A total of 53,204 patients met inclusion criteria, of which 2,463 underwent BS. After matching (2,449 surgical vs. 2,449 nonsurgical patients), BS was associated with a significantly lower risk of macrovascular events (HF: HR 0.68, 95% CI 0.51-0.90; coronary artery disease: HR 0.31, 95% CI 0.21-0.44; cerebrovascular disease: HR 0.38, 95% CI 0.25-0.57) over a mean follow-up of 5.3 years. All-cause mortality was also significantly reduced in the BS group (HR 0.30, 95% CI 0.15-0.62). Sensitivity analyses confirmed the consistency of these results.

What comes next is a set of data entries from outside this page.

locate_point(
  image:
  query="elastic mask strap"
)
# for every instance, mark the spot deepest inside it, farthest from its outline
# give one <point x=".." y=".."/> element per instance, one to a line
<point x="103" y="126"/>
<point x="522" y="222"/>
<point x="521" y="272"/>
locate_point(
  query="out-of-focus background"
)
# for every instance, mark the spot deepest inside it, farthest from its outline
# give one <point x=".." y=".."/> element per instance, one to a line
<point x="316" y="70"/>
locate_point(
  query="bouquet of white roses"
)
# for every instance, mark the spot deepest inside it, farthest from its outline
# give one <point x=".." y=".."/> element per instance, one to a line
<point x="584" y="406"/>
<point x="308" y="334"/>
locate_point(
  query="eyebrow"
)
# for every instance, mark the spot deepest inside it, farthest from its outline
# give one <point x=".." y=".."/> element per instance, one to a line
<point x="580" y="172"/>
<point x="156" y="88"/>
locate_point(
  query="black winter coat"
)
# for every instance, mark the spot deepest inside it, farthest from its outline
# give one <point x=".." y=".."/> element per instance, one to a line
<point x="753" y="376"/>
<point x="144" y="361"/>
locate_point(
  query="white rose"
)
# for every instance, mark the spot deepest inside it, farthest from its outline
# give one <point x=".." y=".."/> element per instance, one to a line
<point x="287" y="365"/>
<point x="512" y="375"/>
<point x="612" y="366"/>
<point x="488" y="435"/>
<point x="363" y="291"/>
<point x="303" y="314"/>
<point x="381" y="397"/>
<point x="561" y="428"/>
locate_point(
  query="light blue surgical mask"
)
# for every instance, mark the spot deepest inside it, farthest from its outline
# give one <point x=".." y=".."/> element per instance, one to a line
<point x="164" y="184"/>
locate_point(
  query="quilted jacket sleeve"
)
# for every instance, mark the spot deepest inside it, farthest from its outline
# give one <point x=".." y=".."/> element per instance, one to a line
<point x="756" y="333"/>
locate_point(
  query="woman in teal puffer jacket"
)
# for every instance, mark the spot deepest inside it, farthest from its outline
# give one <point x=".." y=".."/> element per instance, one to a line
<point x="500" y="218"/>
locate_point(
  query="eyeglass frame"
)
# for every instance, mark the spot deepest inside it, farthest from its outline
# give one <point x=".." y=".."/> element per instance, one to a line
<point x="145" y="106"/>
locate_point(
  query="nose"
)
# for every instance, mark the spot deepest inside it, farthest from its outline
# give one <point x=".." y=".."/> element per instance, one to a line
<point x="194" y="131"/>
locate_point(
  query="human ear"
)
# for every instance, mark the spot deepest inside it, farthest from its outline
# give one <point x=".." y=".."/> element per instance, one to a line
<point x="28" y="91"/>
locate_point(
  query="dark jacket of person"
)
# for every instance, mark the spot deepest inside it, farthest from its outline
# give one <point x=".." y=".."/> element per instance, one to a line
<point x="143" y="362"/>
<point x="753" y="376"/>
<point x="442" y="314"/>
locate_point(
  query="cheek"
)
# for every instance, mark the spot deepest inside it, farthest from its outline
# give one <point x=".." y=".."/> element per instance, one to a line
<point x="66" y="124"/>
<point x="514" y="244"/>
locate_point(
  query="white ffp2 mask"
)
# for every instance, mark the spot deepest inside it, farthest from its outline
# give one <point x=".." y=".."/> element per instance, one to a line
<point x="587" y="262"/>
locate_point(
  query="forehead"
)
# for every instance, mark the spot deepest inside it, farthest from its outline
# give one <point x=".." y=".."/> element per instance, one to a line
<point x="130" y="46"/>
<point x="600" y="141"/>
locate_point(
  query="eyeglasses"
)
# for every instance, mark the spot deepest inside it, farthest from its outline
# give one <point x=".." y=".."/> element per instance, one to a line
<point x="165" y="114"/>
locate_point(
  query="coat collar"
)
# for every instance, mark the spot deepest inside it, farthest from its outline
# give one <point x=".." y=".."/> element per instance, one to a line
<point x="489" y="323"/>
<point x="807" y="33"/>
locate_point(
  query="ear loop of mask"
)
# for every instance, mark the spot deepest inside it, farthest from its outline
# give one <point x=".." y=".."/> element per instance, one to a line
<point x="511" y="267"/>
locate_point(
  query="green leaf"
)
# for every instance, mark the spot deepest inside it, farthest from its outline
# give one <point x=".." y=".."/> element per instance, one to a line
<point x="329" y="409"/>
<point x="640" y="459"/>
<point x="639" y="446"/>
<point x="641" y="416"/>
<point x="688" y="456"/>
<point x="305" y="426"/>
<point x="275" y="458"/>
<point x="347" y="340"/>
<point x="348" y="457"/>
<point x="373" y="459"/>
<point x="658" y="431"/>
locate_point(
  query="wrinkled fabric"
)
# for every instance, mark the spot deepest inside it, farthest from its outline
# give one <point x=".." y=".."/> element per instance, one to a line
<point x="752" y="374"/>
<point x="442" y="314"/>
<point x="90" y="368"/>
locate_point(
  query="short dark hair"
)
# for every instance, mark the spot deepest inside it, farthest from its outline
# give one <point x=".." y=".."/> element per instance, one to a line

This study suggeststhat bariatric surgery significantly lower risk of macrovascular events and all-cause mortality in patients with obesity, MASLD, and T2DM.
代谢功能障碍相关脂肪性肝病(MASLD)是全球最常见的慢性肝病,MASLD与2型糖尿病(T2DM)、肥胖症和心血管疾病(CVD)之间存在显著关联。虽然减肥手术(BS)已显示出改善MASLD指标和降低CVD发病率的疗效,但其对肥胖、MASLD和T2DM患者大血管事件和全因死亡率的影响仍未得到充分研究。
这项回顾性队列研究使用了TriNetX。纳入成年肥胖患者(BMI≥35kg/m²)、MASLD患者和T2DM患者(年龄>18岁)。进行倾向评分匹配(1:1)以比较接受减肥手术的患者与非手术对照组。主要结局是大血管疾病的发生率,定义为主要不良心血管事件(MACE)和脑血管事件。次要结局是全因死亡率。使用Cox比例风险模型计算风险比(HR)。
共有53204名患者符合纳入标准,其中2463人接受了减肥手术。匹配后(2449名手术患者与2449名非手术患者),在平均5.3年的随访中,减肥手术与大血管事件风险显著降低相关(心力衰竭:HR 0.68,95%CI 0.51-0.90;冠状动脉疾病:HR 0.31,95%CI 0.21-0.44;脑血管疾病:HR 0.38,95%CI 0.25-0.57)。减肥手术组的全因死亡率也显著降低(HR 0.30,95%CI 0.15-0.62)。敏感性分析证实了这些结果的一致性。
这项研究表明,减肥手术可显著降低肥胖、MASLD和T2DM患者的大血管事件风险和全因死亡率。